500 page short cut wrote:
why would it dilute ALL advantages? When I hear maximalist statements like this I need to hear some basis for them otherwise it sounds a bit like people a little too committed to defending their chosen philosophy. Not trying to be snarky either, you might indeed be right.
I've had my best success in the past mixing and matching from various programs based on how athletes respond and recovery. The key is understanding the total workload tax, recovery response etc of each athlete to various methods.
If this was truly the cutting edge then every pro would be doing it or losing , but that doesn't seem to be the case.
I think there are definitely ways to benefit from advancements in training philosophy and incorporate them to modify ones approach w/o replacing an entire approach that has worked. I'm not coming to this because I haven't had success with other approaches. I'm trying to use new understandings to improve approaches that are already working.
I'm not sure why there seems to be an insistence on all or nothing approach. It's highly unlikely that NSM is the end of the evolution of training theory. It's going to be replaced eventually with something that works better. And that will probably require using what is good about the Norwegian method in conjunction with something else. Advancement takes experimentation.

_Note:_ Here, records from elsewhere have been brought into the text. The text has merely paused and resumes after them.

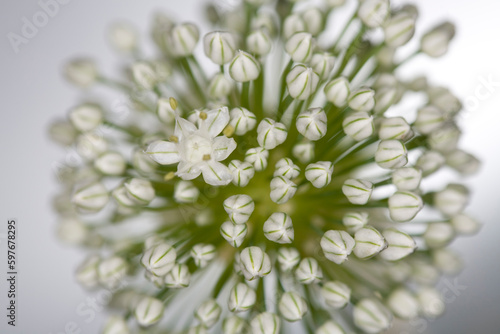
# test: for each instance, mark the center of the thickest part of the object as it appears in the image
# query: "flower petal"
(163, 152)
(222, 147)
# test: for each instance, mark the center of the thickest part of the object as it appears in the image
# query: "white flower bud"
(439, 234)
(431, 302)
(288, 258)
(182, 39)
(219, 46)
(241, 298)
(242, 172)
(304, 151)
(403, 304)
(91, 198)
(429, 162)
(86, 117)
(234, 233)
(371, 316)
(312, 123)
(357, 191)
(81, 72)
(254, 263)
(355, 220)
(373, 13)
(399, 29)
(140, 191)
(300, 47)
(399, 243)
(202, 254)
(308, 271)
(111, 271)
(116, 325)
(337, 91)
(336, 294)
(239, 208)
(271, 134)
(278, 228)
(266, 323)
(282, 189)
(186, 192)
(87, 273)
(391, 154)
(111, 163)
(301, 82)
(404, 206)
(149, 311)
(244, 67)
(123, 37)
(394, 128)
(178, 277)
(369, 242)
(358, 125)
(242, 120)
(362, 99)
(330, 327)
(208, 313)
(407, 178)
(322, 63)
(465, 225)
(435, 42)
(219, 87)
(259, 42)
(319, 173)
(159, 259)
(452, 200)
(292, 306)
(257, 157)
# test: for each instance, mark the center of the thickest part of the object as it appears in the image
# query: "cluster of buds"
(261, 192)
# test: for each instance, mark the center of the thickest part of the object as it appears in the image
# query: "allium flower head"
(278, 180)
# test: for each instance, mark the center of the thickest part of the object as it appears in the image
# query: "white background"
(33, 93)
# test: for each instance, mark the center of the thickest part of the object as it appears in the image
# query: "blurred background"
(34, 93)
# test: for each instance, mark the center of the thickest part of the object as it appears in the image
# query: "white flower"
(391, 154)
(286, 168)
(404, 206)
(399, 244)
(257, 157)
(208, 313)
(337, 245)
(254, 263)
(308, 271)
(239, 208)
(241, 298)
(357, 191)
(292, 306)
(358, 125)
(301, 82)
(312, 123)
(319, 173)
(202, 254)
(234, 233)
(149, 311)
(219, 46)
(198, 150)
(282, 189)
(242, 120)
(242, 172)
(178, 277)
(371, 316)
(278, 228)
(244, 67)
(159, 259)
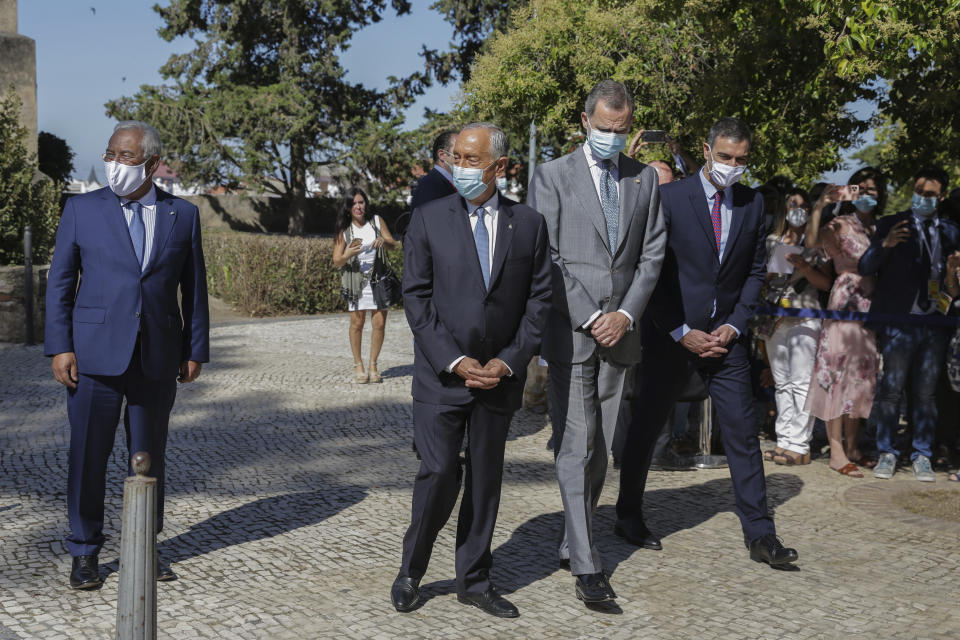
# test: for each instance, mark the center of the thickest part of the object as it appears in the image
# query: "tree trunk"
(298, 189)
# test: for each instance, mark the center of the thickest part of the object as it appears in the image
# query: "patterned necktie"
(610, 203)
(482, 239)
(138, 231)
(715, 217)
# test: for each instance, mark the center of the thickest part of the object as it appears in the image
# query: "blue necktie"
(482, 239)
(138, 232)
(610, 203)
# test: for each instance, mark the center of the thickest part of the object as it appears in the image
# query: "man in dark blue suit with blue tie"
(121, 334)
(476, 292)
(708, 289)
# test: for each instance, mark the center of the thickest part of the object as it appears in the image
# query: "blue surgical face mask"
(923, 207)
(865, 203)
(606, 144)
(469, 182)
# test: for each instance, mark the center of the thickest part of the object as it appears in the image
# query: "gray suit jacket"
(586, 276)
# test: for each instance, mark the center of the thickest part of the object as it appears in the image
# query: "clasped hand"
(481, 377)
(709, 345)
(609, 328)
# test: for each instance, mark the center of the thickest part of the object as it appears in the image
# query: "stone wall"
(12, 309)
(18, 66)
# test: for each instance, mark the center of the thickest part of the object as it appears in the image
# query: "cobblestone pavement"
(289, 492)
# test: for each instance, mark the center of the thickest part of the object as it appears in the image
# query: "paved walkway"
(289, 492)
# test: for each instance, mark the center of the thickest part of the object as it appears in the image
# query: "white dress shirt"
(490, 222)
(726, 215)
(148, 208)
(593, 162)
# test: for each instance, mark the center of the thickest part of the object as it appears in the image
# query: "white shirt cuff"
(586, 325)
(679, 332)
(727, 324)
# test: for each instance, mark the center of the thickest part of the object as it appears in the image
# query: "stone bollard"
(137, 593)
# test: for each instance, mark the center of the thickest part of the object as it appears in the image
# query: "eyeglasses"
(124, 158)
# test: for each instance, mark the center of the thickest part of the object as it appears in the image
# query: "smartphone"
(849, 192)
(654, 135)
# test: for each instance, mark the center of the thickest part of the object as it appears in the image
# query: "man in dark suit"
(708, 289)
(121, 335)
(607, 243)
(438, 182)
(476, 291)
(908, 255)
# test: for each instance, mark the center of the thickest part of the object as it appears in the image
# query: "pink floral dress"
(845, 373)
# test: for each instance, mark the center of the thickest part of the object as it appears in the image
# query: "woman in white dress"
(359, 234)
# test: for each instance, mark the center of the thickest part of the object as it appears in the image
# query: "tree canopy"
(263, 98)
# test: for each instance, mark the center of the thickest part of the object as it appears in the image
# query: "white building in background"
(84, 186)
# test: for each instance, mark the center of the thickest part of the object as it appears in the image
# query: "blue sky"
(85, 58)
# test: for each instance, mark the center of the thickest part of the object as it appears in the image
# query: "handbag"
(384, 282)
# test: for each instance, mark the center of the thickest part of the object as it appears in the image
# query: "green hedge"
(272, 275)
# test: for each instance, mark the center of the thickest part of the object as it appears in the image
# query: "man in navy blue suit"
(121, 334)
(708, 289)
(476, 291)
(908, 255)
(438, 182)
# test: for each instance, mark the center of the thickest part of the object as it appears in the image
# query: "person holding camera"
(845, 372)
(360, 236)
(794, 281)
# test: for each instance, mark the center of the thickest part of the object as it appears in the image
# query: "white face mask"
(123, 178)
(724, 175)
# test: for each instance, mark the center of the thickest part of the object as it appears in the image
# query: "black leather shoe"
(85, 573)
(594, 587)
(767, 548)
(405, 593)
(638, 535)
(164, 572)
(491, 602)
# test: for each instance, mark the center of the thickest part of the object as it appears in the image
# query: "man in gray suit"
(607, 242)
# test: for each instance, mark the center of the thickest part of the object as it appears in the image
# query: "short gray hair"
(733, 128)
(498, 139)
(150, 144)
(613, 94)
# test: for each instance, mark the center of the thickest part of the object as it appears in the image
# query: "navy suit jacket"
(431, 186)
(99, 320)
(692, 277)
(452, 314)
(902, 271)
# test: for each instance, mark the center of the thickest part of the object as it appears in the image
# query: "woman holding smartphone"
(359, 234)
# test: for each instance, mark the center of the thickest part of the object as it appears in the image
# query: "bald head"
(664, 172)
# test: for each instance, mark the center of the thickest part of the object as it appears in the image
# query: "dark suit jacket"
(452, 314)
(902, 272)
(692, 277)
(431, 186)
(100, 320)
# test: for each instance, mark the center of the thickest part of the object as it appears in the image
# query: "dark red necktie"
(715, 217)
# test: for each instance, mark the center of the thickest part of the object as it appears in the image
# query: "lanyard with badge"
(932, 247)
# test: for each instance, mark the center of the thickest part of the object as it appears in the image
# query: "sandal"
(849, 469)
(792, 458)
(770, 453)
(359, 375)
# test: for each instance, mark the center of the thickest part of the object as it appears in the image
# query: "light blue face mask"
(923, 207)
(469, 182)
(606, 144)
(865, 203)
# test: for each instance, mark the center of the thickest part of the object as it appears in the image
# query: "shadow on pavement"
(530, 554)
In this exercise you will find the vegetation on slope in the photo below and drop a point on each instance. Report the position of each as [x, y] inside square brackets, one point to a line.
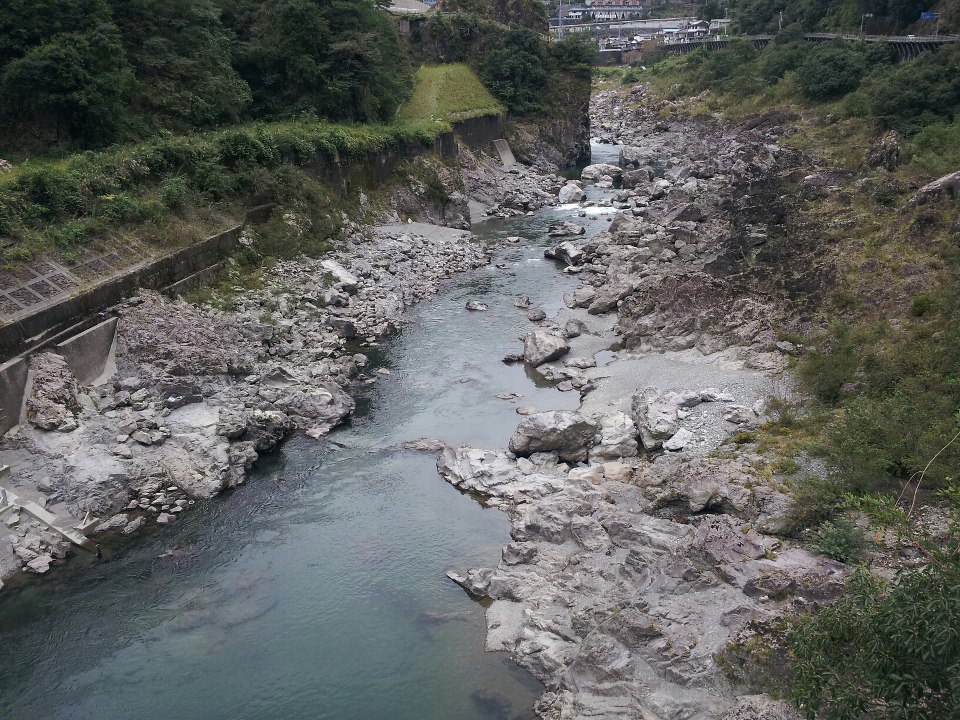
[91, 72]
[882, 377]
[527, 73]
[530, 14]
[448, 93]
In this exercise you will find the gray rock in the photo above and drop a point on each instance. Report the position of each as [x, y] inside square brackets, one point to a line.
[618, 438]
[134, 525]
[574, 328]
[679, 440]
[571, 193]
[656, 416]
[566, 228]
[609, 295]
[542, 346]
[566, 432]
[53, 402]
[595, 172]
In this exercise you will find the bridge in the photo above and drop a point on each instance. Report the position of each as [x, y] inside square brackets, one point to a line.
[906, 46]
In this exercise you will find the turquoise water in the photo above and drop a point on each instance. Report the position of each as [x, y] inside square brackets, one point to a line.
[316, 590]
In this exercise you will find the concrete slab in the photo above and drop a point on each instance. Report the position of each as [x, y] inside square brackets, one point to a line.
[506, 154]
[88, 352]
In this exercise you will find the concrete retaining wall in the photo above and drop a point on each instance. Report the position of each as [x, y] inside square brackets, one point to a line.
[479, 133]
[87, 353]
[190, 266]
[13, 383]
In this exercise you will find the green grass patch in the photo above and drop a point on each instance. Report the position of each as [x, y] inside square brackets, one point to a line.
[448, 93]
[61, 205]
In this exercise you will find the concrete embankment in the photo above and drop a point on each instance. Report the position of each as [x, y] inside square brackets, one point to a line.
[163, 403]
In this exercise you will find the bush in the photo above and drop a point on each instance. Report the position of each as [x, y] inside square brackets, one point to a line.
[886, 650]
[173, 192]
[839, 540]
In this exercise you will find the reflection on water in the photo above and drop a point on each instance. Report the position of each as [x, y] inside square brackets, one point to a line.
[317, 590]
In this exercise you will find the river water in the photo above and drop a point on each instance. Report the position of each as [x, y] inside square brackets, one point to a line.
[316, 590]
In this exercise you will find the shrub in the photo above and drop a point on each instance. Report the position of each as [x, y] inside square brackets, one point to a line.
[831, 70]
[887, 649]
[173, 192]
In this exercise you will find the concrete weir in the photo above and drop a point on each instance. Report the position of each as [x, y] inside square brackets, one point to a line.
[87, 354]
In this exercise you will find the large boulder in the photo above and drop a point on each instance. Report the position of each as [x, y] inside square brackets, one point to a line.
[656, 416]
[566, 432]
[53, 403]
[608, 295]
[542, 346]
[566, 228]
[571, 193]
[595, 172]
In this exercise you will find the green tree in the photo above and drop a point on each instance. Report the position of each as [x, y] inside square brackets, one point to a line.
[887, 649]
[72, 85]
[516, 72]
[339, 58]
[181, 53]
[575, 54]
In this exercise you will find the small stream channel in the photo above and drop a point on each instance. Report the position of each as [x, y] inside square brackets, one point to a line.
[317, 590]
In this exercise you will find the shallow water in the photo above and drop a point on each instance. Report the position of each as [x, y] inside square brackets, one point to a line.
[317, 590]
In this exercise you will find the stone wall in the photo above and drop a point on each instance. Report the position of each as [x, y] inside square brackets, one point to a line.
[87, 353]
[191, 266]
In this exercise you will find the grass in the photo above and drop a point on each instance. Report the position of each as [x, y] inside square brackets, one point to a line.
[63, 205]
[448, 93]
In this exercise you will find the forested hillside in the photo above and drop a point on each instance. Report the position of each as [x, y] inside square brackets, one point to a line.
[91, 72]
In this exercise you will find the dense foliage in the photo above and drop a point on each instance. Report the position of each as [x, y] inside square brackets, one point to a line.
[888, 16]
[887, 649]
[530, 14]
[96, 71]
[908, 96]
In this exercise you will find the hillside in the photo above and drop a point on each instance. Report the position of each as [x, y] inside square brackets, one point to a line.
[448, 93]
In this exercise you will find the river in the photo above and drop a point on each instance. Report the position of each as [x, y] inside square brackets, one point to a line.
[316, 590]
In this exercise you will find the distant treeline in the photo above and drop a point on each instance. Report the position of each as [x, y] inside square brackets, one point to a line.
[90, 72]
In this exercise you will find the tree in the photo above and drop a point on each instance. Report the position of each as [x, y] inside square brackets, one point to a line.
[888, 649]
[516, 72]
[181, 54]
[73, 84]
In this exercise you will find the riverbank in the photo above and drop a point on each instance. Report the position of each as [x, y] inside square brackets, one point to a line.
[646, 538]
[194, 394]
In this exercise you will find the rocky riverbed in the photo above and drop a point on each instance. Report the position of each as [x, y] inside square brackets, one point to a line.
[643, 542]
[193, 395]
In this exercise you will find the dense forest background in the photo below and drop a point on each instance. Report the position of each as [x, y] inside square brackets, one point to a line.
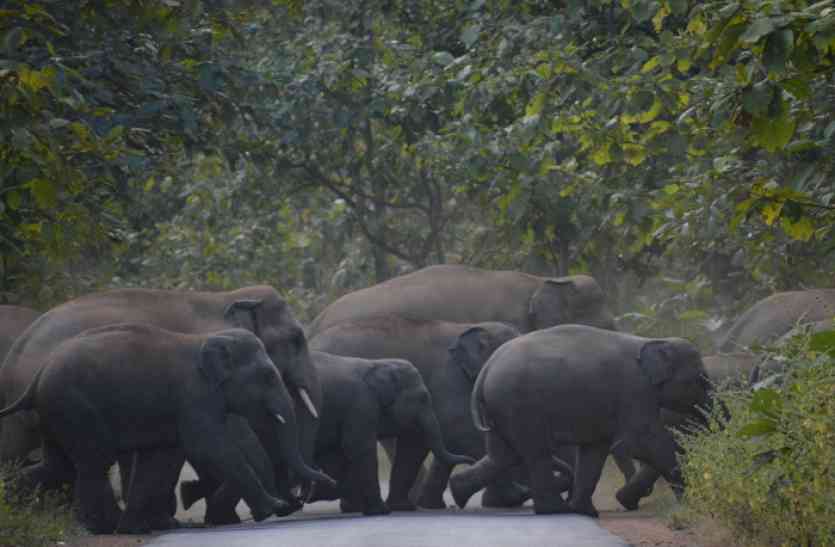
[680, 151]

If this thread is dedicated to only adopting NSM w/o question, I apologize. Please direct me to the one where it is allowed to be discussed.
In defense of the of the NSM evangelists, that maximalist statement is ostensibly true given the constraints and assumptions that NSM operates within. The all or nothing approach is less a philosophical encumbrance and more just how the math works out if you are trying to squeeze the most aerobic stimulus into 5-8hrs /week of training. If you are operating within a sufficiently different context than that of NSM then the same maximization will not be true for you.
I'm not an evangelist, I have yet to train myself or coach any athletes with a pure NSM approach, yet I can still understand and appreciate whats going on here.
I think the key thing to understand here is that this is explicitly not cutting edge nor trying to be. Rather it's a ruthless and clever prioritization of some basic time-tested fundamentals. The novel realization is that the basics can take a runner further that we sometimes think, that perhaps we should worry less about about the cutting edge and more about the qualities of the base material. Well tempered steel will defeat a sharp yet brittle un-tempered blade.
Pretty much every successful pro is doing NSM in the sense that they are doing a lot of chill threshold work and a lot of very chill easy running, they just do additional stuff on top of that. Instead of scaling down the whole pro program to a hobbyjogger level NSM represents an extraction of the aspects that are most relevant to the hobbyjogger.
Treat NSM as another proof of concept that different things can work -not a strict mandate but an invitation to think differently. To your point that advancement takes experimentation, simple and repetitive training provides an excellent foundation for effective experimentation. It eliminates variables so you can actually test and see what works in a very methodical way.